Festgehalten hat diese absurden Szenen der Berliner Regisseur David Sieveking in seiner Dokumentation "David wants to Fly". Am Telefon erzählt er t-online, wie er als Filmstudent 2006 sein damals großes Idol Lynch traf. Er habe von Lynch etwas über das Filmemachen lernen wollen. "Aber er hat nur über Meditation gesprochen. Die sei der Schlüssel zu Kreativität und Erfolg."

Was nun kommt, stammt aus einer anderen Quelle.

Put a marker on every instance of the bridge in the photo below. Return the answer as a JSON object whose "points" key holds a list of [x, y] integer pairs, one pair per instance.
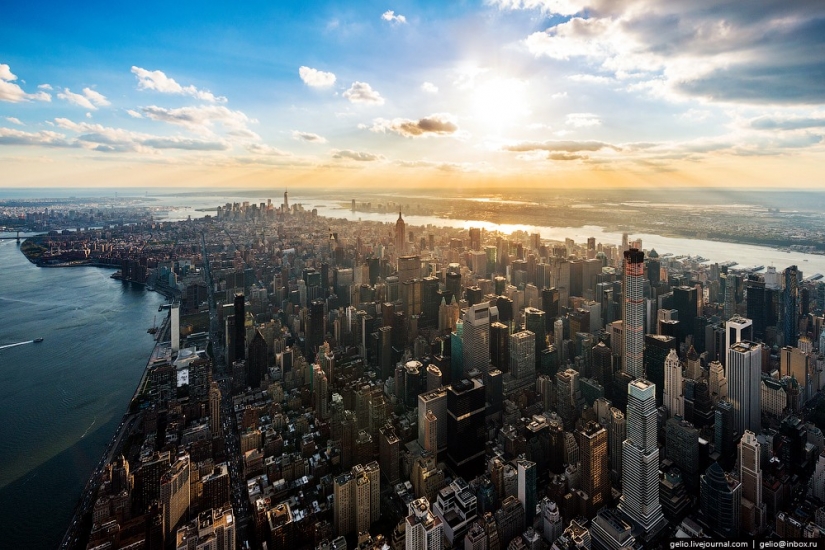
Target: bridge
{"points": [[8, 238]]}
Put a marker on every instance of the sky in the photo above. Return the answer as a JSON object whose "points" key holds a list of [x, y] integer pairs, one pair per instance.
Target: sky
{"points": [[495, 93]]}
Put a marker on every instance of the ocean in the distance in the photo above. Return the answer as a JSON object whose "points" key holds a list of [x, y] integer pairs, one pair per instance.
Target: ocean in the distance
{"points": [[61, 400]]}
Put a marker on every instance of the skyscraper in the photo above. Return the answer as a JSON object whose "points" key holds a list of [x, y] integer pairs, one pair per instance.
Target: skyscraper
{"points": [[476, 338], [744, 374], [790, 305], [720, 501], [527, 490], [522, 355], [640, 459], [257, 362], [240, 327], [595, 472], [400, 236], [424, 530], [672, 397], [750, 474], [215, 410], [633, 315], [465, 422]]}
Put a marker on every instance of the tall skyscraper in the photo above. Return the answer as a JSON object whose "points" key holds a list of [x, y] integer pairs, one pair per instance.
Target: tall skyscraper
{"points": [[595, 471], [737, 329], [744, 374], [465, 422], [424, 530], [790, 305], [215, 410], [522, 355], [750, 474], [640, 459], [400, 235], [240, 327], [633, 315], [174, 314], [476, 338], [673, 400], [616, 434], [534, 321], [720, 498], [257, 361]]}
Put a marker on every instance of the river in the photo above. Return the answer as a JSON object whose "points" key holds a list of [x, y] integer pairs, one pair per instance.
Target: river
{"points": [[61, 400]]}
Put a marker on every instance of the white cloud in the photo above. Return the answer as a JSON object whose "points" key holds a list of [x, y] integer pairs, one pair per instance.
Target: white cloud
{"points": [[117, 140], [89, 99], [591, 79], [355, 155], [96, 97], [561, 7], [361, 92], [44, 138], [203, 118], [315, 78], [266, 150], [582, 120], [439, 124], [159, 82], [11, 92], [390, 16], [308, 137], [430, 88]]}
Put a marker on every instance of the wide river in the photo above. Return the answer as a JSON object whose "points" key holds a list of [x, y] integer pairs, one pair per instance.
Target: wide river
{"points": [[61, 400]]}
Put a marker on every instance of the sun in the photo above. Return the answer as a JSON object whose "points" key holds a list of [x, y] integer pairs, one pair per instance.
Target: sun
{"points": [[498, 103]]}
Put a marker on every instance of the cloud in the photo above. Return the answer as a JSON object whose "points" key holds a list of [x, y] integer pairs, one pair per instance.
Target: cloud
{"points": [[89, 99], [439, 124], [582, 120], [430, 88], [788, 122], [44, 138], [560, 146], [203, 118], [361, 92], [591, 79], [560, 7], [390, 16], [11, 92], [315, 78], [355, 155], [718, 51], [117, 140], [307, 136], [266, 150], [159, 82]]}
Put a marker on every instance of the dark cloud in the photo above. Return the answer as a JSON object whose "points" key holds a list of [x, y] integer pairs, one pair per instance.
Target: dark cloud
{"points": [[759, 52], [433, 125]]}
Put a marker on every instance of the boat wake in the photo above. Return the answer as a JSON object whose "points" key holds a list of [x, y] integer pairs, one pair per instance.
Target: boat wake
{"points": [[17, 344], [89, 428]]}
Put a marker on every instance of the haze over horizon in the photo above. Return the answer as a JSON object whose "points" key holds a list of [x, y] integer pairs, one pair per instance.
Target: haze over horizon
{"points": [[514, 93]]}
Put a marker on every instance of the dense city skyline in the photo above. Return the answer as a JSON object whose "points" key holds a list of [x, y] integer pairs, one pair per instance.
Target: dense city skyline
{"points": [[530, 93]]}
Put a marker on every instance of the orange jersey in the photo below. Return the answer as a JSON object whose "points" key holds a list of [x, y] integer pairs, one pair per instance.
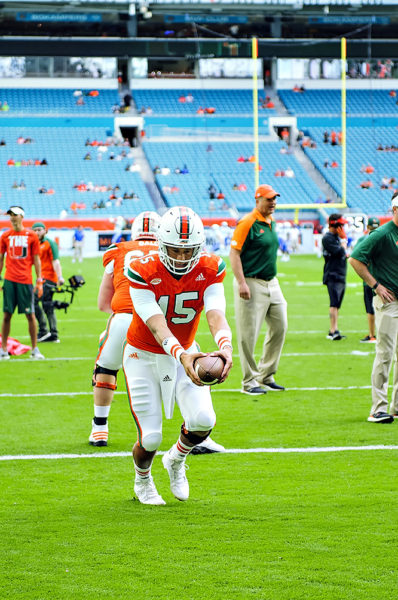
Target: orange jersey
{"points": [[20, 247], [48, 253], [116, 259], [181, 300]]}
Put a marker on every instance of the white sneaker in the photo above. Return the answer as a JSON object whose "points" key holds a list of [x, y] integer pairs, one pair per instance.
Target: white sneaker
{"points": [[98, 435], [178, 480], [208, 446], [146, 492]]}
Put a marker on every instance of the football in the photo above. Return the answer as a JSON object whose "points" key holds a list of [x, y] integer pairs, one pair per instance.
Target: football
{"points": [[209, 369]]}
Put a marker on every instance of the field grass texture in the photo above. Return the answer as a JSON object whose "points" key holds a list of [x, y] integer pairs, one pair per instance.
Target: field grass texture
{"points": [[305, 509]]}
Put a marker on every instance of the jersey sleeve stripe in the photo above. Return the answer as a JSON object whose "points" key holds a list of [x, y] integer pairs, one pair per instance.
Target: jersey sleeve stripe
{"points": [[134, 277], [221, 267], [111, 247]]}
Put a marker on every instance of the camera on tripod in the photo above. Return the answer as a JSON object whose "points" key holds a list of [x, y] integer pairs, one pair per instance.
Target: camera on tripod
{"points": [[68, 291]]}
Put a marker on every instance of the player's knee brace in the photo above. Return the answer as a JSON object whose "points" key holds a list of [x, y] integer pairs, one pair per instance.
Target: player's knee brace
{"points": [[192, 437], [203, 421], [151, 441], [104, 384]]}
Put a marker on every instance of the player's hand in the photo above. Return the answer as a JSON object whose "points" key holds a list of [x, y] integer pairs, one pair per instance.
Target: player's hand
{"points": [[385, 294], [38, 289], [244, 291], [187, 361], [226, 354]]}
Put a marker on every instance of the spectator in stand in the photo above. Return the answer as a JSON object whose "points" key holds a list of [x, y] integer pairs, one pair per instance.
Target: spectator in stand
{"points": [[78, 244], [285, 135], [366, 185], [212, 191]]}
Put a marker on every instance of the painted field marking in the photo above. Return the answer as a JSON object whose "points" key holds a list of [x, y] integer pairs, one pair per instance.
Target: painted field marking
{"points": [[216, 391], [287, 355], [308, 450]]}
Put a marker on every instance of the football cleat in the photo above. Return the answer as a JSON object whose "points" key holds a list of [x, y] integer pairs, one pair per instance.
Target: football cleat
{"points": [[208, 446], [99, 435], [36, 354], [380, 417], [254, 391], [368, 339], [146, 491], [178, 480], [271, 386], [42, 337]]}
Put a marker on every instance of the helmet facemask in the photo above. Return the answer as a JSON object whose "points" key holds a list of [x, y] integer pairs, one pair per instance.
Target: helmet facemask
{"points": [[180, 228]]}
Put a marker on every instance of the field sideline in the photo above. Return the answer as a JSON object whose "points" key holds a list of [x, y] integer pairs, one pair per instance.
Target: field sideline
{"points": [[301, 507]]}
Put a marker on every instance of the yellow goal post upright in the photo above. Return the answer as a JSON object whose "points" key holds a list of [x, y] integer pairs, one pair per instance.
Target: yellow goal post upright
{"points": [[313, 206]]}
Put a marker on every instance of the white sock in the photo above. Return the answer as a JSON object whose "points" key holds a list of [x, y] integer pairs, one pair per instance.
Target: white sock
{"points": [[180, 450], [142, 474], [102, 411]]}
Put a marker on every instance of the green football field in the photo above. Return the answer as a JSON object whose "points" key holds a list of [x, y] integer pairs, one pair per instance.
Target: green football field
{"points": [[301, 506]]}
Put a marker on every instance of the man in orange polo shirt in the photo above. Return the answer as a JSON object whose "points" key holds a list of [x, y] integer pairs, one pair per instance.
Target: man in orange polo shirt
{"points": [[52, 277], [20, 247], [258, 296]]}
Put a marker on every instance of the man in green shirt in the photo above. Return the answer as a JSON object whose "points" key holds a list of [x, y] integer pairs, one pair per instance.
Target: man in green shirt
{"points": [[258, 296], [376, 262], [372, 224]]}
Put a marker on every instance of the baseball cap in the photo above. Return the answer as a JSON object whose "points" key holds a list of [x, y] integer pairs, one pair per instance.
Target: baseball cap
{"points": [[265, 191], [16, 210], [373, 223]]}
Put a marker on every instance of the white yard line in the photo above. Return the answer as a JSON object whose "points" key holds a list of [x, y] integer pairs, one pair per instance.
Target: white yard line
{"points": [[214, 390], [286, 355], [308, 450]]}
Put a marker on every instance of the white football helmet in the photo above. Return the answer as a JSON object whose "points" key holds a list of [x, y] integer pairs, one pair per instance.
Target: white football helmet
{"points": [[180, 227], [145, 225]]}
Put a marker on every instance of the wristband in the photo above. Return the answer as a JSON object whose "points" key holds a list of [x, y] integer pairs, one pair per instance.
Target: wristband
{"points": [[173, 347], [223, 339]]}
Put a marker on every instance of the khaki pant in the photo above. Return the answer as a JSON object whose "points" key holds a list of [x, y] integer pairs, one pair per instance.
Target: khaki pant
{"points": [[386, 349], [268, 304]]}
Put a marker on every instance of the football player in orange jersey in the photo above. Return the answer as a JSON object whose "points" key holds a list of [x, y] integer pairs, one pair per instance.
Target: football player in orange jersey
{"points": [[169, 290], [114, 298]]}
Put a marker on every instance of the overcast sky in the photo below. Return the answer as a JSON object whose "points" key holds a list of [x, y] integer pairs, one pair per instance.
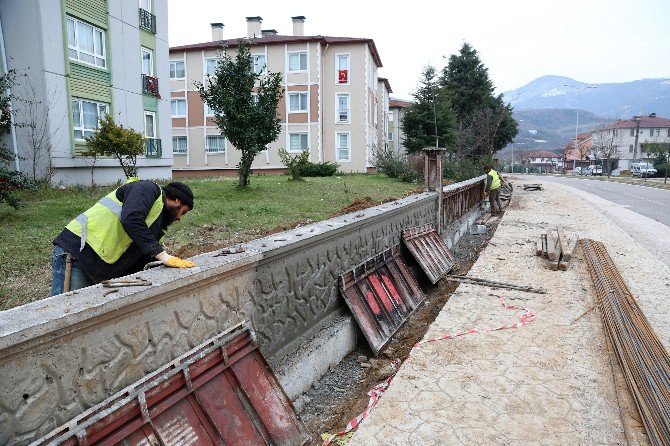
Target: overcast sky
{"points": [[593, 41]]}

Lynch meditierte nach eigenen Angaben seit 1973 zweimal täglich. Er folgte der Lehre der Transzendentalen Meditation (TM), die auf den indischen Guru Maharashi Mahesh Yogi zurückgeht, einen Popstar der Mediation, dessen Anhänger auch die Beatles-Mitglieder Paul McCartney und Ringo Starr waren. Bis zu seinem Tod im Jahr 2008 machte Maharashi Millionen mit seinen Lehren.
Sieveking beschloss, die Transzendentale Meditation auszuprobieren und einen Film darüber zu drehen. Während der Dreharbeiten sei er immer kritischer geworden, sagt er. "Das stellte sich als eine teilweise streng hierarchisch organisierte Sekte heraus, die den Leuten das Geld aus der Tasche zieht." Der Guru Maharashi habe – inspiriert von McDonald's – eine Art Franchise-System für Meditationskurse aufgebaut. Der erste Kurs habe 2.500 Dollar gekostet. "Wer weitermachen wollte, musste immer mehr zahlen." Lynch habe dabei als prominentes Testimonial fungiert und sei etwa durch Film-Unis getourt, um Studierende anzuwerben.
"Ich habe mich gefühlt wie in einem David-Lynch-Film"
Anfangs sei Lynch begeistert davon gewesen, dass er einen Film über die TM drehen wollte, sagt Sieveking. Mit der Zeit sei aber auch dem Superstar bewusst geworden, dass es ein kritischer Film werden könnte. Lynch habe zum Beispiel verhindern wollen, dass die Szenen, in denen Raja Emanuel Schiffgens über Hitler redet, im Film landen. Sieveking sei von TM-Seite vorgeworfen worden, von Fernsehsendern instrumentalisiert oder von der katholischen Kirche bezahlt zu werden. Lynch habe später sogar versucht zu verhindern, dass "David wants to Fly" auf der Berlinale gezeigt wird, sagt Sieveking. "Es wurde immer surrealer. Ich habe mich gefühlt wie in einem David-Lynch-Film." Die Berlinale zeigte "David wants to Fly" trotzdem, die von Lynchs Anwälten angedrohte Klage kam nie.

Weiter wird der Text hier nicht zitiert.